The quality and importance of the research is highlighted by the fact that five of the papers were accepted in international journals with important standing in the field. The individual papers presented in this thesis have been published (or submitted to) high-profile, high-impact peer reviewed journals, which reinforces that these papers represent a significant body of work which individually and collectively have advanced knowledge in the area of stroke.
Papers within this thesis have provided evidence that the health promotion initiative called the “Know your numbers” (KYN) Program, undertaken by the National Stroke Foundation (NSF), is a successful model for improving awareness of risk factors for stroke:
- The KYN Program is a feasible and acceptable method of raising awareness of hypertension and diabetes in the Australian community.
- The KYN Program can improve awareness of risk factors for hypertension and stroke among participants.
- Participants in the KYN Program were effectively prompted to modify their cardiovascular risk.
The KYN Program also provided evidence that:
- one in two participants were at ‘high risk’ of developing diabetes
- Non-invasive diabetes screening was an acceptable method for assessing risk of diabetes as part of opportunistic health checks in community pharmacies.

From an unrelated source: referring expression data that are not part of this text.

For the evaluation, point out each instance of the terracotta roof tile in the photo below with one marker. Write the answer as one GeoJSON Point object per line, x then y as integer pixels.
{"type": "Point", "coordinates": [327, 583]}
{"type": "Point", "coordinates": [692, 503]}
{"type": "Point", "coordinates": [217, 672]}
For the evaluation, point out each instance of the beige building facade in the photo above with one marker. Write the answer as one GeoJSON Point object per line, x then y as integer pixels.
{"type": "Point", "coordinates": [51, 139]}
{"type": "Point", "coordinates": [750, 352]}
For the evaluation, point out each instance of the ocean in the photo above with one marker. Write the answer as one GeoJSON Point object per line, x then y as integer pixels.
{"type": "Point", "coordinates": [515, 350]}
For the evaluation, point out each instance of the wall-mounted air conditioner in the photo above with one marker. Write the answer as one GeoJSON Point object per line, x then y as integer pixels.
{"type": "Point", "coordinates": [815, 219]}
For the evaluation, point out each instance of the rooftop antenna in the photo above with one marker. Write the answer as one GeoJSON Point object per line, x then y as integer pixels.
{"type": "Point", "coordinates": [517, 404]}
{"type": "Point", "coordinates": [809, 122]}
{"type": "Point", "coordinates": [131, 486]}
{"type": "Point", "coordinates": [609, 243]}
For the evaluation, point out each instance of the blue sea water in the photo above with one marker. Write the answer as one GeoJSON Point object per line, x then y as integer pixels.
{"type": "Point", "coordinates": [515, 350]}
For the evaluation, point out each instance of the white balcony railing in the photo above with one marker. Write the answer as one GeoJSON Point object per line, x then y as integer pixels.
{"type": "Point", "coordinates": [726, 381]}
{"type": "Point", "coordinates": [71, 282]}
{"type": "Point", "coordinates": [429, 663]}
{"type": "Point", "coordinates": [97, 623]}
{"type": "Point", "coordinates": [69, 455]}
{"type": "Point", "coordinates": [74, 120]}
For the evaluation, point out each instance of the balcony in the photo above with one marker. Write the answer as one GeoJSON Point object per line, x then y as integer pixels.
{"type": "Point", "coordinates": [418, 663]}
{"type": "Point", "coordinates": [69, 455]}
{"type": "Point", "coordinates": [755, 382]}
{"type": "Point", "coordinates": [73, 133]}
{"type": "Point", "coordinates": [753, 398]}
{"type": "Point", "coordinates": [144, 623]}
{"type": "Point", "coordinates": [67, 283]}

Papers within this thesis have also provided evidence of how the quality of acute stroke care can influence outcomes for patients with stroke:
- There are potential modifiable and non-modifiable factors associated with readmission after stroke.
- Severe complications, which are potentially modifiable, were independently associated with readmission within 28 days of stroke.
- Patients with transient ischaemic attack who had a large number of comorbidities and who present to emergency department multiple times before admission for stroke and were more likely to be readmitted within one year of stroke.
- There are inequalities in the quality of care for Indigenous patients with stroke compared to non-Indigenous patients and, subsequently, poorer outcomes for Indigenous patients with stroke.
The papers in this thesis have contributed to the aims of the World Stroke Organisation to foster the best standards of practice for patients with stroke and increasing stroke awareness among the Australian population.